I am glad that you asked.
Disguise with Doors
In the installation below, the television is hidden behind traditional hinged shaker cabinetry panels. This design is well balanced with the repeat of the simple detail as finish molding around the room.
A wonderful example of function and design! These door panels become works of art. The dramatic scale, decorative hardware, and custom wood finish complete this space while adding sophistication. Take a moment to picture this same room with a large black box above the fireplace… the elegance of the space would be lost completely.
Mirror above the Mantel
A clever take on a traditional installation.
Piano Hinges are used in the more lightweight and DIY friendly installation.
This custom built flatscreen box can be found on etsy.com. A subtle combination of an art installation and a clever disguise! (cost $850)
This would make a fun and creative DIY project! I see some foreshadowing happening here…
Barn Style Doors
This rustic instillation is a perfect way to hide an unattractive television and enhance the feeling of calm and tranquility of the overall room.
For a more contemporary styling: the same application as one large screen door.
Putting a television and fireplace on the same wall requires a delicate balance. Careful attention to scale and function need to be considered. Where are the components going to be placed? How well does the seating furniture function?

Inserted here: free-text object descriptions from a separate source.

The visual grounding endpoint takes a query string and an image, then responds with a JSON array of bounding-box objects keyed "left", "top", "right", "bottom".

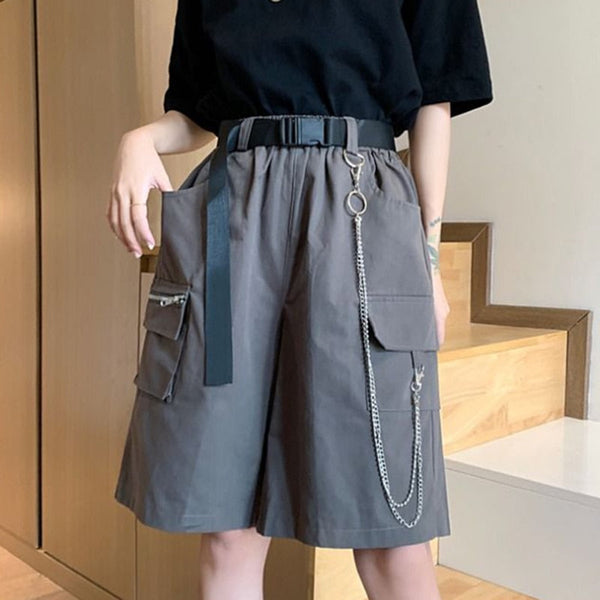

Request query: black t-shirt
[{"left": 163, "top": 0, "right": 493, "bottom": 138}]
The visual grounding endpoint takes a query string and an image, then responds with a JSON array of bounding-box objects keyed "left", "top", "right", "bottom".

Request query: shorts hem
[
  {"left": 115, "top": 493, "right": 259, "bottom": 534},
  {"left": 255, "top": 521, "right": 451, "bottom": 549},
  {"left": 115, "top": 481, "right": 452, "bottom": 548},
  {"left": 115, "top": 492, "right": 451, "bottom": 548}
]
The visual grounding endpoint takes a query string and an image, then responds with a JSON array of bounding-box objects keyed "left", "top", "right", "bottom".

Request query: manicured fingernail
[
  {"left": 133, "top": 251, "right": 142, "bottom": 259},
  {"left": 147, "top": 242, "right": 155, "bottom": 250}
]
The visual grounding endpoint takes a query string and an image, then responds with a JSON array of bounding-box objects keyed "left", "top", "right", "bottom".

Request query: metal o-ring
[{"left": 346, "top": 189, "right": 367, "bottom": 216}]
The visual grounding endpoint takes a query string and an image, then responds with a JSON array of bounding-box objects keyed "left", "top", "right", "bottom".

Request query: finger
[
  {"left": 130, "top": 200, "right": 156, "bottom": 251},
  {"left": 155, "top": 163, "right": 174, "bottom": 193},
  {"left": 117, "top": 191, "right": 144, "bottom": 256},
  {"left": 107, "top": 185, "right": 126, "bottom": 245}
]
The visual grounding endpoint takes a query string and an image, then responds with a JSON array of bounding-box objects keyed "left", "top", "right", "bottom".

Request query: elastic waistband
[{"left": 219, "top": 114, "right": 396, "bottom": 152}]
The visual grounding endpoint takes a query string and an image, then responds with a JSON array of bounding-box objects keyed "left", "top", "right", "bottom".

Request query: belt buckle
[
  {"left": 279, "top": 116, "right": 298, "bottom": 146},
  {"left": 279, "top": 116, "right": 325, "bottom": 146},
  {"left": 301, "top": 117, "right": 326, "bottom": 146}
]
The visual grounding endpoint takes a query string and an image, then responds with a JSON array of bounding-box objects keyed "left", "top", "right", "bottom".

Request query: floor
[
  {"left": 0, "top": 545, "right": 536, "bottom": 600},
  {"left": 435, "top": 564, "right": 537, "bottom": 599},
  {"left": 0, "top": 546, "right": 75, "bottom": 599}
]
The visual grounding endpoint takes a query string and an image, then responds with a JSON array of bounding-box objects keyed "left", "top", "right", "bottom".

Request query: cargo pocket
[
  {"left": 157, "top": 150, "right": 216, "bottom": 283},
  {"left": 366, "top": 295, "right": 440, "bottom": 412},
  {"left": 133, "top": 277, "right": 191, "bottom": 403}
]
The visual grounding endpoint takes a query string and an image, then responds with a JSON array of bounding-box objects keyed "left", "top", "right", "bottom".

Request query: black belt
[{"left": 204, "top": 115, "right": 396, "bottom": 385}]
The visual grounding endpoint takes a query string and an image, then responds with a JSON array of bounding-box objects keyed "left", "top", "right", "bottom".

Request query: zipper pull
[{"left": 148, "top": 292, "right": 187, "bottom": 307}]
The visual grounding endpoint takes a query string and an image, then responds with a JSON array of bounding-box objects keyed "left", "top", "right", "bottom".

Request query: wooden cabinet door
[
  {"left": 0, "top": 0, "right": 39, "bottom": 548},
  {"left": 37, "top": 2, "right": 139, "bottom": 598}
]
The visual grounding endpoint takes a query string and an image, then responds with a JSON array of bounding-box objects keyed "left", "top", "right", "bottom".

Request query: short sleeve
[
  {"left": 401, "top": 0, "right": 493, "bottom": 118},
  {"left": 163, "top": 0, "right": 217, "bottom": 129}
]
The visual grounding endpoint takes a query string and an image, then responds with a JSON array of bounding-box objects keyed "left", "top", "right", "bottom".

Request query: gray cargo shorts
[{"left": 113, "top": 114, "right": 451, "bottom": 549}]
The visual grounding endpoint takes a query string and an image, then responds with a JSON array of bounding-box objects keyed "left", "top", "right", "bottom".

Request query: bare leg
[
  {"left": 353, "top": 541, "right": 441, "bottom": 600},
  {"left": 198, "top": 526, "right": 272, "bottom": 600}
]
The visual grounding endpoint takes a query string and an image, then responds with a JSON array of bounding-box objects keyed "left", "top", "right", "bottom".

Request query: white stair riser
[{"left": 439, "top": 469, "right": 600, "bottom": 600}]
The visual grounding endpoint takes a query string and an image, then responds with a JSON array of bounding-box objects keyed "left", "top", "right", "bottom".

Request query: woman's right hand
[{"left": 107, "top": 127, "right": 174, "bottom": 258}]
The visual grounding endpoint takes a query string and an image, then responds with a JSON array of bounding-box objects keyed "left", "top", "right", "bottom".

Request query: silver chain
[{"left": 342, "top": 148, "right": 424, "bottom": 528}]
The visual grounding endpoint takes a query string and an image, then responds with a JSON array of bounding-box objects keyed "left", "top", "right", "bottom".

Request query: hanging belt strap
[
  {"left": 204, "top": 120, "right": 242, "bottom": 385},
  {"left": 203, "top": 115, "right": 396, "bottom": 386}
]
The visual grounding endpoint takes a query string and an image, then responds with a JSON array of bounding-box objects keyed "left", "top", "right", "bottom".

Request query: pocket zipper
[{"left": 148, "top": 292, "right": 187, "bottom": 307}]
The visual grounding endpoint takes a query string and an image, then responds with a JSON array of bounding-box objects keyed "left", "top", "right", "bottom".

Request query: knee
[
  {"left": 354, "top": 540, "right": 432, "bottom": 572},
  {"left": 201, "top": 526, "right": 270, "bottom": 563}
]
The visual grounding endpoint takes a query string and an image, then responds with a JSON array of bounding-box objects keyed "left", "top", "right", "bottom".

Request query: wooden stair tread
[{"left": 440, "top": 322, "right": 565, "bottom": 361}]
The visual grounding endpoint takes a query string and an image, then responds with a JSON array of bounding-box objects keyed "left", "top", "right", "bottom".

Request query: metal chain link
[{"left": 343, "top": 148, "right": 424, "bottom": 528}]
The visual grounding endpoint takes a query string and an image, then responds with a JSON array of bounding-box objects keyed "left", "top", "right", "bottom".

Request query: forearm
[
  {"left": 407, "top": 103, "right": 451, "bottom": 277},
  {"left": 123, "top": 110, "right": 215, "bottom": 156}
]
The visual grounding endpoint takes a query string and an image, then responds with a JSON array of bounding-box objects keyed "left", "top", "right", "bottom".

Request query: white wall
[{"left": 402, "top": 1, "right": 599, "bottom": 420}]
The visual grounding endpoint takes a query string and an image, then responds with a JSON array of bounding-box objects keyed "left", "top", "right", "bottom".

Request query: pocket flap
[
  {"left": 143, "top": 278, "right": 191, "bottom": 340},
  {"left": 367, "top": 295, "right": 439, "bottom": 351},
  {"left": 133, "top": 330, "right": 187, "bottom": 401}
]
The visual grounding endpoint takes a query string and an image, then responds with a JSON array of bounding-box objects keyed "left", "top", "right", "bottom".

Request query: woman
[{"left": 109, "top": 0, "right": 493, "bottom": 598}]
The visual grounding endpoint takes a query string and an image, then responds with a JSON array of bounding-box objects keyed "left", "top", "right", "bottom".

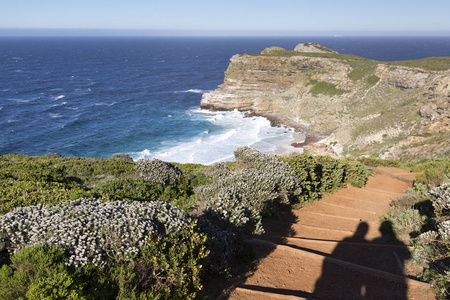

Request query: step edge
[
  {"left": 296, "top": 211, "right": 379, "bottom": 222},
  {"left": 233, "top": 287, "right": 314, "bottom": 300},
  {"left": 372, "top": 168, "right": 415, "bottom": 183},
  {"left": 308, "top": 201, "right": 378, "bottom": 215},
  {"left": 249, "top": 238, "right": 431, "bottom": 288},
  {"left": 268, "top": 236, "right": 414, "bottom": 250}
]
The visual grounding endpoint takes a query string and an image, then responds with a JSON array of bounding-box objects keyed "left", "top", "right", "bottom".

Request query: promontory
[{"left": 201, "top": 43, "right": 450, "bottom": 160}]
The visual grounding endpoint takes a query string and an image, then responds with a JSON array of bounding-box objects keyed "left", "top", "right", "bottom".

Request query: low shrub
[
  {"left": 392, "top": 183, "right": 431, "bottom": 210},
  {"left": 113, "top": 220, "right": 209, "bottom": 300},
  {"left": 390, "top": 180, "right": 450, "bottom": 298},
  {"left": 0, "top": 199, "right": 188, "bottom": 267},
  {"left": 430, "top": 183, "right": 450, "bottom": 216},
  {"left": 136, "top": 159, "right": 183, "bottom": 185},
  {"left": 111, "top": 153, "right": 134, "bottom": 162},
  {"left": 357, "top": 157, "right": 401, "bottom": 168},
  {"left": 280, "top": 154, "right": 320, "bottom": 203},
  {"left": 410, "top": 158, "right": 450, "bottom": 188},
  {"left": 94, "top": 178, "right": 163, "bottom": 202},
  {"left": 196, "top": 169, "right": 279, "bottom": 216},
  {"left": 341, "top": 158, "right": 369, "bottom": 188},
  {"left": 44, "top": 152, "right": 63, "bottom": 159},
  {"left": 0, "top": 180, "right": 72, "bottom": 215},
  {"left": 0, "top": 220, "right": 208, "bottom": 300},
  {"left": 381, "top": 208, "right": 425, "bottom": 238},
  {"left": 314, "top": 155, "right": 345, "bottom": 194},
  {"left": 204, "top": 193, "right": 263, "bottom": 236},
  {"left": 234, "top": 146, "right": 301, "bottom": 200},
  {"left": 0, "top": 245, "right": 84, "bottom": 300}
]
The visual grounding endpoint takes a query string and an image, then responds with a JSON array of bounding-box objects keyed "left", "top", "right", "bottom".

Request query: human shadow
[
  {"left": 312, "top": 221, "right": 410, "bottom": 299},
  {"left": 200, "top": 203, "right": 303, "bottom": 299}
]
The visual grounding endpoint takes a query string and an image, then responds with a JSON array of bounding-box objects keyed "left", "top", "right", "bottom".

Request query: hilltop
[{"left": 201, "top": 43, "right": 450, "bottom": 160}]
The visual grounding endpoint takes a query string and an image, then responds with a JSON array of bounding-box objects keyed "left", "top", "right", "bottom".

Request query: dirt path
[{"left": 227, "top": 167, "right": 435, "bottom": 299}]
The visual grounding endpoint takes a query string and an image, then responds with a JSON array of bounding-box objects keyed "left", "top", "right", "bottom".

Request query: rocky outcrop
[
  {"left": 294, "top": 43, "right": 338, "bottom": 54},
  {"left": 201, "top": 44, "right": 450, "bottom": 160}
]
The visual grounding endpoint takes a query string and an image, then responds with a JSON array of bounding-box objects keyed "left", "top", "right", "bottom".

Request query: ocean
[{"left": 1, "top": 36, "right": 449, "bottom": 164}]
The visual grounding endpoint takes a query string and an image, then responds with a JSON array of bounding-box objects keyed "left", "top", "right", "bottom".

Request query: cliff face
[{"left": 201, "top": 44, "right": 450, "bottom": 160}]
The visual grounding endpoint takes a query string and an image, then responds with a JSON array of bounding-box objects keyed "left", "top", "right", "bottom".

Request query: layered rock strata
[{"left": 201, "top": 43, "right": 450, "bottom": 159}]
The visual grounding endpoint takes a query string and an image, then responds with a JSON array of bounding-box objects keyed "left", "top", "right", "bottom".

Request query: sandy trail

Can I hide the wires?
These two focal points need a precise plan for them to feel warm and welcoming instead of out of balance or out of scale.
Whether you choose to have them over and under as shown above, or take a more custom approach to a side by side installation as shown in the examples below.
Separate Feature Walls
If the room is large enough to allow for adjacent feature walls, separate the television and the fireplace into two distinct viewing areas. The wood paneling running up the wall and over the ceiling to surround the fireplace wall makes for a perfect integration — it almost feels as if they are on the same wall.
Design tip: Think carefully about your furniture plan when you have two focal points in a living room. What would you and your guests prefer to see — the fireplace or the television?
This idea is installing the units side by side, with one feature point off-centered to the room. I personally feel that this installation is perfect for a large sectional sofa that would not need to be floated in the room. A great space for entertaining! Note to soffits above, build for dynamic and functional lighting, and also creating balance and symmetry.
The installation below almost becomes a ‘stacked’ feature wall, yet utilizing texture and scale, creates a more attractive focal point. Using a sleek and modern black firebox also greatly assists in balancing the simple and dark shape of the television.
Smaller can be better
Consider a smaller television unit. A screen that is a better scale for the firebox itself. Bigger is not always better as proven in the installation below.
Design tip:A smaller television screen also allows for a lower installation. Furthering to assist in a solution for the straining neck complaint.
Some may have difficulty combining two main design elements, but this homeowner managed to do three. This asymmetrical layout mixes the size of all three pieces (television, fireplace and artwork) comfortably into one design by maximizing the height and balancing the width of the wall.
Design tip: When adding artwork above the fireplace, do your research before purchasing to make sure it can withstand the heat output.
Work all the Angles
This design makes great use of an angled wall while still making it easy to enjoy the fireplace and the TV at the same time.
Design tip: Connect your fireplace mantel visually to the main shelving. As in the designs shown here.
As always I hope you enjoyed today’s post, and I encourage you to do great work.